While Southern Africa host economic and political refugees, none of the countries in the region identify climate refugees as just that. Most are welcomed on the basis of economic displacement based on natural disasters, which I believe erases the holistic severity of climate change in the region, and its response. The root cause of climate refugees has not been able to be addressed.
Primary level agriculture is a great poverty eradication in the region, but evidently itonly works in the short term. The report predicts an increase in the risk of disaster displacement, through extreme weather conditions becoming more frequent. More drought and heavy rainfall is predicted in the region, which we have witnessed through Cyclone Dineo that swept Madagascar, Mozambique, South Africa, Botswana and Zimbabwe earlier this year.
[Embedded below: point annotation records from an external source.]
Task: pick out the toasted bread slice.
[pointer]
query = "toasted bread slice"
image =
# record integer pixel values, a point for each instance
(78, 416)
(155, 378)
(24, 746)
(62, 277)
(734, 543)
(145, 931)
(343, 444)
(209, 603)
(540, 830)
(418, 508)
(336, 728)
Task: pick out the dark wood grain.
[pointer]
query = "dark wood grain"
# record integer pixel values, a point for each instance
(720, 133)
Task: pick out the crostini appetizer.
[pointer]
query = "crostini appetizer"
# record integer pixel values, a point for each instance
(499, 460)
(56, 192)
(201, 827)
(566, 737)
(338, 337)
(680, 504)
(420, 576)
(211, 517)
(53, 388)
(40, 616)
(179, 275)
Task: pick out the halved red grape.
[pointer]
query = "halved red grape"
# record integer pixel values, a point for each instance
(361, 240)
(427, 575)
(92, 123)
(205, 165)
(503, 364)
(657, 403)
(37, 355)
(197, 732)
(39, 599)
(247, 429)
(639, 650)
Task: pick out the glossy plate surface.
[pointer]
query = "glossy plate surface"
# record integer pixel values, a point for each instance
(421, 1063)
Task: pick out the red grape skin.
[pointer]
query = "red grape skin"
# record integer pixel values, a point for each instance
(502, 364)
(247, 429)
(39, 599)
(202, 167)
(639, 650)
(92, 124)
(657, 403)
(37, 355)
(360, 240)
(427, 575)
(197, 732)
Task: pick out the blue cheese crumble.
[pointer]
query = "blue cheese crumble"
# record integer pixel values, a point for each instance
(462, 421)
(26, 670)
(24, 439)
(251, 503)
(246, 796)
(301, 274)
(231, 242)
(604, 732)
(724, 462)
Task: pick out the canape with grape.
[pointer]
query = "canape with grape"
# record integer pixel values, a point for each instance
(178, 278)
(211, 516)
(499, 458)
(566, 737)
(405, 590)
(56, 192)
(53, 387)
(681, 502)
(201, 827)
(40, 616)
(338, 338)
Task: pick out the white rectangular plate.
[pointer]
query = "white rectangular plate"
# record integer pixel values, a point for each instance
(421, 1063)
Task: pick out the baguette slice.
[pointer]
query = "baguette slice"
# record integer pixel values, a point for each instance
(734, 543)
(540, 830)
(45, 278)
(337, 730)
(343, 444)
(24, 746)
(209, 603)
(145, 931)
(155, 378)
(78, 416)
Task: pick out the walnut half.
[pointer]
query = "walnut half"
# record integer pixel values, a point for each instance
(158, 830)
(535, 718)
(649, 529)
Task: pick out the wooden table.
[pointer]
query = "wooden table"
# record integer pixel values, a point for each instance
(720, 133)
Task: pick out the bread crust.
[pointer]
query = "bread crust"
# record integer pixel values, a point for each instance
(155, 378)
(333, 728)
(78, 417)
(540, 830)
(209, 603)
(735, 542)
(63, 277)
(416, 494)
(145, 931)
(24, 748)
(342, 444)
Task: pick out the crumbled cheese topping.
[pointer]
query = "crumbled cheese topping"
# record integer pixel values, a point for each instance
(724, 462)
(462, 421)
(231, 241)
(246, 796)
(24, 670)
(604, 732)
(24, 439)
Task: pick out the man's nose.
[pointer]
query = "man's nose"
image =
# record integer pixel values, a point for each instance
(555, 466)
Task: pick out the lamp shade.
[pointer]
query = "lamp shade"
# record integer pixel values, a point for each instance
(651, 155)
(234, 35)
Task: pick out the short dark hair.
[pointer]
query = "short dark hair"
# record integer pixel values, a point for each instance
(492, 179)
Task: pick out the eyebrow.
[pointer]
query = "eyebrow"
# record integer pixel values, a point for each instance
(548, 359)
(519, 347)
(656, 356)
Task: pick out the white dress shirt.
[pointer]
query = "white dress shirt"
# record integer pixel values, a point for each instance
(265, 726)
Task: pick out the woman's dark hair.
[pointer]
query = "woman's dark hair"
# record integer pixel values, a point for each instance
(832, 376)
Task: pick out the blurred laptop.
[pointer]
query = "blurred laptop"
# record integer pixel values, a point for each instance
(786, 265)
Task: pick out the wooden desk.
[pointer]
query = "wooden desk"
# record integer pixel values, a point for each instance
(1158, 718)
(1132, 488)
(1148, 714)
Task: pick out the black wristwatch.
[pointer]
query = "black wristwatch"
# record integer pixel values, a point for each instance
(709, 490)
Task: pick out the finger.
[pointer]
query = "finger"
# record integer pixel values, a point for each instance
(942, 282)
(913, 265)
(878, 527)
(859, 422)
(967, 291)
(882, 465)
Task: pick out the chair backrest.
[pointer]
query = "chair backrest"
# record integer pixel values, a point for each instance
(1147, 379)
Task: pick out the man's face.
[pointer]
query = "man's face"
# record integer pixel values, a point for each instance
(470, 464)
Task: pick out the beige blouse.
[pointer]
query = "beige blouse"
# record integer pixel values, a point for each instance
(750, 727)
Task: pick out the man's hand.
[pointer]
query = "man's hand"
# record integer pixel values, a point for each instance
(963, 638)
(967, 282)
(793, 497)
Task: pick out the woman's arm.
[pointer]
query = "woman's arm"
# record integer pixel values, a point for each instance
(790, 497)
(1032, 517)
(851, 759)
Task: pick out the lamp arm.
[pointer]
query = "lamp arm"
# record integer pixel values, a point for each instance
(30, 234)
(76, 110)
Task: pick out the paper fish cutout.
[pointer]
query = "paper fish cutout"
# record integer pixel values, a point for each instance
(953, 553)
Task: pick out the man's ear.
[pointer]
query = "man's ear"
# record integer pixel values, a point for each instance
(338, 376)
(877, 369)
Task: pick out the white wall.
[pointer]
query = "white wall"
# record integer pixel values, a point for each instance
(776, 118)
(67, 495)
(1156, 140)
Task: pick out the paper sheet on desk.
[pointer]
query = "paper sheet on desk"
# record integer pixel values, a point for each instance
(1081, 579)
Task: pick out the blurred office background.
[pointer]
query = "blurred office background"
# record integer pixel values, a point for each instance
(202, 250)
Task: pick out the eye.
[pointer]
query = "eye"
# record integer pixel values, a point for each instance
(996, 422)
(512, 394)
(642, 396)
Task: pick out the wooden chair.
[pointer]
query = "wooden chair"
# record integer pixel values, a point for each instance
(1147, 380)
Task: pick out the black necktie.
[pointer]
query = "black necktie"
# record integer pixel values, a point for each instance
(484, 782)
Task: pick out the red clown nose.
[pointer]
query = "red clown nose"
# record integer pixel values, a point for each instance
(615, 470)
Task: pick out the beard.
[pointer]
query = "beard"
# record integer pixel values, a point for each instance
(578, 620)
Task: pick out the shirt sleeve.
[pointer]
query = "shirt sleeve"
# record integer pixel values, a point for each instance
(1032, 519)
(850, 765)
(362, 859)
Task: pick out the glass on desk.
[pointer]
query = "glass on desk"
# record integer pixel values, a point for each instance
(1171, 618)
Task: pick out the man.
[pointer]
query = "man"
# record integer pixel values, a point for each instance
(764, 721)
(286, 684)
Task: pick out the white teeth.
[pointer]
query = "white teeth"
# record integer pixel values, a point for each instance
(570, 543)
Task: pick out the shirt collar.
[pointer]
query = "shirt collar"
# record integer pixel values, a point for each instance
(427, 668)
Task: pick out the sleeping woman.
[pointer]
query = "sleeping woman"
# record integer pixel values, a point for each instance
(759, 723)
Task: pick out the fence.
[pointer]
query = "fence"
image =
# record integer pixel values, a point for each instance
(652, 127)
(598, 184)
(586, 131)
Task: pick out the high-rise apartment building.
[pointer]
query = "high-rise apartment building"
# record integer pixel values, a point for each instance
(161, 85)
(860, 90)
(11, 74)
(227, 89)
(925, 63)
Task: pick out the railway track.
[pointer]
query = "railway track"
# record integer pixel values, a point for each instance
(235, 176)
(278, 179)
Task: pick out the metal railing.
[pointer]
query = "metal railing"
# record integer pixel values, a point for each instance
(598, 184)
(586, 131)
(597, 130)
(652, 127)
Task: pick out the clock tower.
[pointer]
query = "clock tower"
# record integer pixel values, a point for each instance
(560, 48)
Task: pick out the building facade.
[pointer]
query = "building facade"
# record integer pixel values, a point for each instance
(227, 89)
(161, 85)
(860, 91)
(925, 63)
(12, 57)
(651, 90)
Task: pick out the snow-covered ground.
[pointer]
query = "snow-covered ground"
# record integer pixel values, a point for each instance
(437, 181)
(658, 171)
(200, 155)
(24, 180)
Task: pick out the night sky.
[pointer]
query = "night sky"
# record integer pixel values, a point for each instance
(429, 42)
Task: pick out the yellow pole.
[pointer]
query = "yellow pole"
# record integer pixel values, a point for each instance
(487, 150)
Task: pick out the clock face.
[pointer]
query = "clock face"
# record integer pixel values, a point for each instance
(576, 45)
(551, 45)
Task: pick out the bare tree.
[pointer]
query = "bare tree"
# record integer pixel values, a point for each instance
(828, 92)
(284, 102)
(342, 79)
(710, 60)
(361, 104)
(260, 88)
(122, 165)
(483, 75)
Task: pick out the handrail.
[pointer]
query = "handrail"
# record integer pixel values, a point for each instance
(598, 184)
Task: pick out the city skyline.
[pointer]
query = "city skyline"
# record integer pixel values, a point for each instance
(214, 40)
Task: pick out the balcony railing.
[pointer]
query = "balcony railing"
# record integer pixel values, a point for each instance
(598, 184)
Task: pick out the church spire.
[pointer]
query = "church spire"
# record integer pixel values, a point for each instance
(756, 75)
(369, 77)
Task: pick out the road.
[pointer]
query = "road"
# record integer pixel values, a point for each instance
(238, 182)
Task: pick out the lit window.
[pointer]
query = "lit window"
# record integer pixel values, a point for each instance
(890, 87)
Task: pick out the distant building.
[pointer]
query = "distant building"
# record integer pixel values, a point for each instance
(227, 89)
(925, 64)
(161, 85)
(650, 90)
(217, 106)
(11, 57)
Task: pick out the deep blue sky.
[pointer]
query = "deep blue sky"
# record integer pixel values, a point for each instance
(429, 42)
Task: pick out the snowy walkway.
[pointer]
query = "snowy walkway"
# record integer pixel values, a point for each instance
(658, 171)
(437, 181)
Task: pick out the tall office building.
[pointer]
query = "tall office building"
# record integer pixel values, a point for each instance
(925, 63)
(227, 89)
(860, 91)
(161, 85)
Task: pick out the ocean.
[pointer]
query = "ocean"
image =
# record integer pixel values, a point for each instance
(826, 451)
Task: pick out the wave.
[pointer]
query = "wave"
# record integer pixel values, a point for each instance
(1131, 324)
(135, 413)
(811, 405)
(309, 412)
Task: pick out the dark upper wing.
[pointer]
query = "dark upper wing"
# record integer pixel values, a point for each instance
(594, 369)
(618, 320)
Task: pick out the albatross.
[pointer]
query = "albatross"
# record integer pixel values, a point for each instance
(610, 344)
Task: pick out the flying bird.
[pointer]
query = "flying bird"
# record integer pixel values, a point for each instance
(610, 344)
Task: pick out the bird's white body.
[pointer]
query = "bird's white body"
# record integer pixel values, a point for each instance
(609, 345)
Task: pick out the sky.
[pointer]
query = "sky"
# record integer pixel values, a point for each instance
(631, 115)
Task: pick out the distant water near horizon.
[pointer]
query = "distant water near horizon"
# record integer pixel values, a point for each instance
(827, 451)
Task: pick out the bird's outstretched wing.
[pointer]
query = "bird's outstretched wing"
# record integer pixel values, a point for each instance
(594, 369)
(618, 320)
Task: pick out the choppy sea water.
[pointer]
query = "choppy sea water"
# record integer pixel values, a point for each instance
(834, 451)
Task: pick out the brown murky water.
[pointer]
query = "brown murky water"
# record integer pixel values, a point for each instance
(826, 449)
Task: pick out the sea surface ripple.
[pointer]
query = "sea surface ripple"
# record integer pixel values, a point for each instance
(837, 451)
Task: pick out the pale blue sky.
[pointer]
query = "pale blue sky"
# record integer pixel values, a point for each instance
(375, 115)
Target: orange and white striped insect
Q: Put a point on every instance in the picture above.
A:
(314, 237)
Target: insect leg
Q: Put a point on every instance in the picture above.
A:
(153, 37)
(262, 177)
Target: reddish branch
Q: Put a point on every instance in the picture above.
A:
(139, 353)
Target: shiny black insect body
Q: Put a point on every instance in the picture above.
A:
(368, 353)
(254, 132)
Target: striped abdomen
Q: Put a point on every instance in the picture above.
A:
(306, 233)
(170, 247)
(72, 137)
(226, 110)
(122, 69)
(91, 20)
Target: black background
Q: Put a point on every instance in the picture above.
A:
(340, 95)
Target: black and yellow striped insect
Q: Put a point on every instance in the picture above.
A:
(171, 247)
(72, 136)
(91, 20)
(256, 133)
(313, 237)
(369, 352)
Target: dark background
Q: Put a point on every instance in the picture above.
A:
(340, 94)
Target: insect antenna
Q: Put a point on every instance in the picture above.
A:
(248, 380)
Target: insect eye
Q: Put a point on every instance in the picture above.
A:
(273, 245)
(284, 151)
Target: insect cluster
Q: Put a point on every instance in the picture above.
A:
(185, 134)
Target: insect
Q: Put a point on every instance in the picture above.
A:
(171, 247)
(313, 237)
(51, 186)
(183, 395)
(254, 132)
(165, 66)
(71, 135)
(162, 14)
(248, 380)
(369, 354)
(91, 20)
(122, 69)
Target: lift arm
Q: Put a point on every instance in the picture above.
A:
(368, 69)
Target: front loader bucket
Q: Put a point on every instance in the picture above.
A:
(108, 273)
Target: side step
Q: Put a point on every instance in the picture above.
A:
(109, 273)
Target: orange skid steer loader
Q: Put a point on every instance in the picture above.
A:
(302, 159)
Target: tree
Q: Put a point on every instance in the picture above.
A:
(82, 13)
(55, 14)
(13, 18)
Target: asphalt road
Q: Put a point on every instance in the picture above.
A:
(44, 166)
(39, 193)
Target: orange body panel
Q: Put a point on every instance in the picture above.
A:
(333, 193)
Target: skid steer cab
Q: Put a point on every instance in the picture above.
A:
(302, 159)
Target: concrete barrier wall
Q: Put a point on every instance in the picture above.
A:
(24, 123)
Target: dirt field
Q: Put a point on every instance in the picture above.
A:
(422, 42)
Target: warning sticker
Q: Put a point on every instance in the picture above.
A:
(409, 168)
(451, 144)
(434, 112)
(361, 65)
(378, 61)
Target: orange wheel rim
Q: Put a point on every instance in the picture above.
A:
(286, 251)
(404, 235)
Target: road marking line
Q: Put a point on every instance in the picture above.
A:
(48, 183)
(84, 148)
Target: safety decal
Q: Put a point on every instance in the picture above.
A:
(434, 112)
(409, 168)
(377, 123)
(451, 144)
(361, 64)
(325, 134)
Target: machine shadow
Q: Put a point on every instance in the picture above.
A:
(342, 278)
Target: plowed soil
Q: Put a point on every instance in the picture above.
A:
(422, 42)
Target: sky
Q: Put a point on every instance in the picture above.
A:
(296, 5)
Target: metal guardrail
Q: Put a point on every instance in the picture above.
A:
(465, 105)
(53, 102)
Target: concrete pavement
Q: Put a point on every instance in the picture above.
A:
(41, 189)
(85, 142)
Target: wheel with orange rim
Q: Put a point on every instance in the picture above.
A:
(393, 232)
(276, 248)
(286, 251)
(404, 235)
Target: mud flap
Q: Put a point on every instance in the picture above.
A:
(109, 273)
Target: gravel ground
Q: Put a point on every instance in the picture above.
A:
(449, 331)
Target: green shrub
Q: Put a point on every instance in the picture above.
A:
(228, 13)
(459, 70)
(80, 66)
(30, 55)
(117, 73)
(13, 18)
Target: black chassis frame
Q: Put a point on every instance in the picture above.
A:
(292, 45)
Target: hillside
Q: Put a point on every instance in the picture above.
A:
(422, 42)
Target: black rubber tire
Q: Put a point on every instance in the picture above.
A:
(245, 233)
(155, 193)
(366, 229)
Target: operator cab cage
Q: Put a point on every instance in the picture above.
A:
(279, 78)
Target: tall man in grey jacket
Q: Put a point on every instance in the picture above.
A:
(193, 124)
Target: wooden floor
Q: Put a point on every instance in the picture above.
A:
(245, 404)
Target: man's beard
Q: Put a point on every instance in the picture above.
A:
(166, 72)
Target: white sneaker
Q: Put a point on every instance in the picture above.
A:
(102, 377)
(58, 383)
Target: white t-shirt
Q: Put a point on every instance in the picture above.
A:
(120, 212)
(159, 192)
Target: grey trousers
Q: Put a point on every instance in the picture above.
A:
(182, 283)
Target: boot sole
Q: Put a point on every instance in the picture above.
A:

There is a growing need for a sense of agency in climate change response in the region. While the Southern African Development Community (SADC) has ratified the SADC Environment and Land Management Sector (ELMS) in 1991, more long-term responses are demanded to ensure adaptability to changes in the environment. While ELMS predominantly speaks on sustainable measures on agricultural practices, the agriculture industry needs to advance in domestic farming through an advancement of technological transfer and commercialization.
This requires uptake of skills in people living in rural areas who work in the agricultural industry, to rely less on land produce but rather the secondary or tertiary level of food production. In terms of infrastructure, SADC could invest in a multi-national drainage system in rural and urban areas to streamline flooding reasonably. Understandably, these are capital intensive strategies that the region may not have access to. However, the $24 Billion investment from the African Development Bank Group (AFDB) could be tied in the first tier of possible solutions.
Conclusively, identifying climate refugees specifically under the realm of climate change as to economic displacement allows more data specific information in combating climate change. Through data, governments and other stakeholders would have an easier ability to analyze trends, identify soluble policy options and take early preventative measures as to responsive measures on an annual basis.